À l'échelle du pays, Travaux publics et des Services gouvernementaux affiche une facture de plus de 3 millions $ sur cinq ans, dont les trois-quarts pour la région de la capitale fédérale. Le ministère a notamment assuré l'approvisionnement en bouteilles aux employés de l'Esplanade Laurier, entre juin 2004 et septembre 2007, alors que l'eau était impropre à la consommation.
Difficile de savoir avec précision quel usage font les ministères de l'eau embouteillée, outre la consommation des fonctionnaires. Entre les exercices 2003-2004 et 2007-2008, la note de Santé Canada atteint 1,2 million $, contre 996 000 $ pour Transports Canada, 628 000 $ pour Environnement Canada, 468 000 $ pour l'Agence des services frontaliers, 245 500 $ pour le ministère du Patrimoine, 163 000 $ pour le Conseil privé ou encore 81 000 $ pour Bibliothèque et Archives.
Pendant cette période, Infrastructure Canada a dépensé 10 000 $ pour la location de rafraîchisseurs d'eau filtrée rattachés directement au système de la Ville.
Plusieurs n'ont pas été en mesure d'offrir un portrait complet de leur consommation d'eau. Certains ont indiqué que leur système financier ne permet pas de différencier l'achat de bouteilles d'eau à usage unique. C'est le cas de Ressources humaines et Développement des compétences Canada, ou encore du ministère du Travail, qui n'ont pas participé à l'étude. D'autres, comme Parcs Canada, ont soumis une facture nulle.
Situations particulières
Au ministère de la Défense, l'achat d'eau embouteillée avec des fonds publics n'est pas autorisé quand on dispose d'eau potable sur place. Ainsi, « une quantité importante d'eau est fournie aux membres des Forces canadiennes déployés dans le cadre d'opérations internationales [...] aux endroits où il n'y a pas d'eau potable ou si celle-ci est insalubre », peut-on lire dans le rapport de la Défense nationale, qui affiche une facture liée à l'eau embouteillée de 2,63 millions $ sur cinq ans.
Le ministère des Affaires étrangères est confronté à une situation similaire. Sa facture de 363 800 $ s'applique uniquement aux missions étrangères.
Le ministère des Affaires indiennes et du Nord est aussi dans une situation particulière. Près de 95 % de la facture de 3,4 millions $ sur cinq ans est attribuable à l'achat d'eau embouteillée pour les communautés des Premières nations aux prises avec des problèmes d'approvisionnement.
Impossible de connaître le nombre de fontaines d'eau potable présentes dans les édifices fédéraux. Travaux publics a indiqué qu'une telle recherche serait « exhaustive, très coûteuse en temps et exigeante en main-d'oeuvre », puisqu'elle nécessiterait « une visite des sites pour faire un décompte manuel ».

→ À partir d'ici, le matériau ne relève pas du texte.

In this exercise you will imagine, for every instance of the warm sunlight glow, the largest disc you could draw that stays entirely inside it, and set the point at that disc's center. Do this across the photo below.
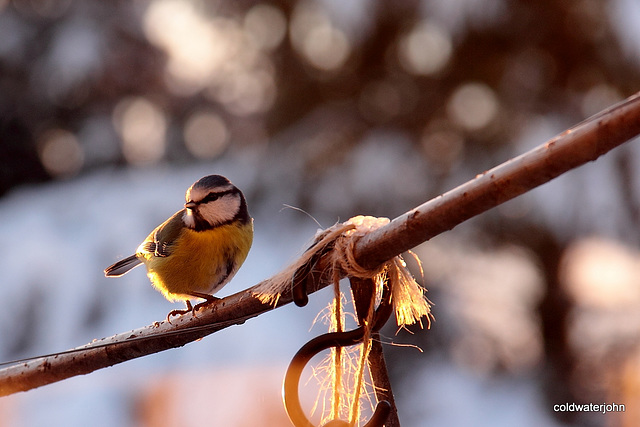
(205, 135)
(473, 106)
(191, 41)
(313, 35)
(142, 128)
(266, 26)
(220, 55)
(425, 49)
(602, 273)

Ces révélations découlent d'une question posée en février par le député néo-démocrate Bruce Hyer, pour laquelle le gouvernement fédéral s'est prévalu d'un délai de 45 jours pour obtenir des réponses auprès de ses ministères et organismes.
L'Institut Polaris et l'Union canadienne des employés du secteur public de la Nouvelle-Écosse ont dévoilé des chiffres similaires, cette semaine. Leur rapport, intitulé Pourquoi le gouvernement fédéral dépense des millions de dollars de taxes en bouteilles d'eau ?, s'intéresse à 131 contrats accordés par Ottawa depuis avril 2006. Selon eux, la facture de 7,3 millions $ suffirait à éponger l'achat de 2918 fontaines d'eau à l'intérieur des édifices fédéraux.
« L'eau embouteillée peut être utilisée dans des situations où l'eau potable n'est pas accessible, mais ce n'est pas un substitut à l'eau du robinet », a commenté Joe Cressy, coordonnateur de la campagne de l'Institut Polaris.